Hernando de Cabezón, (baptized 7 September 1541 – 1 October 1602) was a Spanish composer and organist, son of Antonio de Cabezón. Only a few of his works are extant today, and he is chiefly remembered for publishing the bulk of his father's work.

==Biography==
He was born in Madrid and probably studied music with his father. From January to December 1559 he was employed at the royal chapel, where his father worked, as a substitute organist. He was appointed organist of the Sigüenza Cathedral in 1563, and when his father died in 1566, he succeeded him as royal organist.

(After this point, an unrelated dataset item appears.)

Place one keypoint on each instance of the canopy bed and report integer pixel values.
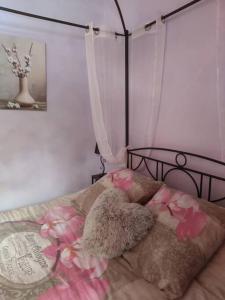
(41, 254)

Like his father, he accompanied the court on its travels; this brought him to Portugal, among other places, where he lived in 1580–1581. In 1598, when Philip II of Spain died, Cabezón went on as royal organist with his son Philip III of Spain. He drafted his will in 1598 and died four years later in Valladolid.

Only a few of Cabezón's compositions survive. He is chiefly remembered for Obras de música para tecla, arpa y vihuela (Madrid, 1578), a large collection of music by his father (also including five pieces by Hernando). The Obras constitute the single most important source for Antonio de Cabezón's work. Hernando's own works include an organ setting of Ave maris stella and several keyboard intabulations. All of these pieces are of very high quality, and the intabulations are notable for their rather radical departures from the vocal originals.